The strength of the US dollar hurt employment data, with the US Dollar Index (DXY) falling sharply to its lowest level since April 10.
Therefore, attention will be focused on jobless claims data in conjunction with the Fed’s scheduled interest rate cut on May 9th.
Leverage ignores BTC price bounce.
As Bitcoin approaches $65,000, the mood in the derivatives market has become noticeably calmer. But like emotions, situations can change in an instant.
Current data shows virtually neutral funding rates for Bitcoin. This reflects speculators licking their wounds across the DecenTrader trading suite.
“Bitcoin funding rates have returned to a more neutral state after going negative late last week,” X Post Confirmed.
“The drop below $60,000 surprised many traders before the price rebounded.”
etc explanation Afterwards, the funding ratio was “still healthy”. witnessing There’s a “big reset” on the way to $56,500.
Daan Crypto Trades added, “We hope to maintain this for a healthy next phase.”
A cursory look at the Crypto Fear and Greed Index provides potential food for thought. With the BTC price recovery, there has been a sharp recovery in sentiment from “neutral” to “greedy,” with “extreme greed” just around the corner.

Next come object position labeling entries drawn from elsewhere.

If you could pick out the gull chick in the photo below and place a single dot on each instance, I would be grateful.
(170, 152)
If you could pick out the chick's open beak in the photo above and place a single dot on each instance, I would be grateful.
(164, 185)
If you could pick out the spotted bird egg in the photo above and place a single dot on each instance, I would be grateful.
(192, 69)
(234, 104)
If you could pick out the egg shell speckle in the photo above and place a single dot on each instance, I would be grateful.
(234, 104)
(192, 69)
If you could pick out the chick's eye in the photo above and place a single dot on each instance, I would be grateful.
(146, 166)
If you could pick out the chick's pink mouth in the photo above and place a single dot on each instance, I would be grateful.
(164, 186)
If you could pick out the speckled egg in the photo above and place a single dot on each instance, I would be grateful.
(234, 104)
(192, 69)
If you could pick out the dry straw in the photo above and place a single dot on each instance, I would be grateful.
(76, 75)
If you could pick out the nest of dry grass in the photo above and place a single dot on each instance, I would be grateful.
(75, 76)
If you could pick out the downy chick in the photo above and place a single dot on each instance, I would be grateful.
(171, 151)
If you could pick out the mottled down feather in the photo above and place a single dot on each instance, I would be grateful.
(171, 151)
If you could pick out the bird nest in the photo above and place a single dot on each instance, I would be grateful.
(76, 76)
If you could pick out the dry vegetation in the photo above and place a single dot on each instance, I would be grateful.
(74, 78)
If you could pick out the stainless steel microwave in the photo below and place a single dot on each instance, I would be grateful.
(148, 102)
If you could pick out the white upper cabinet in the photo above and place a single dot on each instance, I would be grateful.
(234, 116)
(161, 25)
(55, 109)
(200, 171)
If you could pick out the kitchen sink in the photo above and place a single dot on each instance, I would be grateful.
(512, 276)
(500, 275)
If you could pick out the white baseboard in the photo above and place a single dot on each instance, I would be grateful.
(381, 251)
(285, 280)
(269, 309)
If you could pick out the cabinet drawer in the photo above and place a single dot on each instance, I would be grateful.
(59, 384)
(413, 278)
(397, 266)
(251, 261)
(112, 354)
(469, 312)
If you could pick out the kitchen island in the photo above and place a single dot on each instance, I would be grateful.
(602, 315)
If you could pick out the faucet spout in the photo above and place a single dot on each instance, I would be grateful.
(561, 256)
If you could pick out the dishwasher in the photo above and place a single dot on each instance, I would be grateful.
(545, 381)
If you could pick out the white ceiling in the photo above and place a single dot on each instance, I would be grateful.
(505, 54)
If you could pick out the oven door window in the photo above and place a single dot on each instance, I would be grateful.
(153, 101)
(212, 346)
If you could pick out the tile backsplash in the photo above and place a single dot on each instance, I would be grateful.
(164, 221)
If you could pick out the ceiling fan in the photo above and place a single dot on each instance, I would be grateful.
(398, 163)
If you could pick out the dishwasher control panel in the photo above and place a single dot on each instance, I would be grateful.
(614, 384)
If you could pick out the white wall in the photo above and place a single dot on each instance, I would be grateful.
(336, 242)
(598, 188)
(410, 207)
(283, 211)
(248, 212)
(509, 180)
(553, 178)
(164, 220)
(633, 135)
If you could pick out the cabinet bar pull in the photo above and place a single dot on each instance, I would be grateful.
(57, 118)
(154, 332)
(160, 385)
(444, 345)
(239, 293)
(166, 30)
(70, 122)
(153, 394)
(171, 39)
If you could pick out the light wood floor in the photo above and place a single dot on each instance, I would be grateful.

The lagging indicator index is currently at 71/100, compared to just 43/100 on May 2.
Mining difficulty barely drops from all-time highs
$64,000 is not enough to allow Bitcoin to avoid a difficulty drop at the next automatic rebalancing on May 9.
Related: Bitcoin Transactions Reach 1 Billion
The second rebalancing in the new difficulty era is currently expected to result in a decline of around 1.3%, according to data from the BTC.com monitoring resource.
Still, the difficulty is at an all-time high, a feat emulated by hashrate as miners digest April’s block subsidy halving, raw data from MiningPoolStats confirms.
Last week, Cointelegraph reported on the continued resilience of miners, who show no signs of giving in despite market volatility.
This article does not contain investment advice or recommendations. All investment and trading activities involve risk and readers should conduct their own research when making any decisions.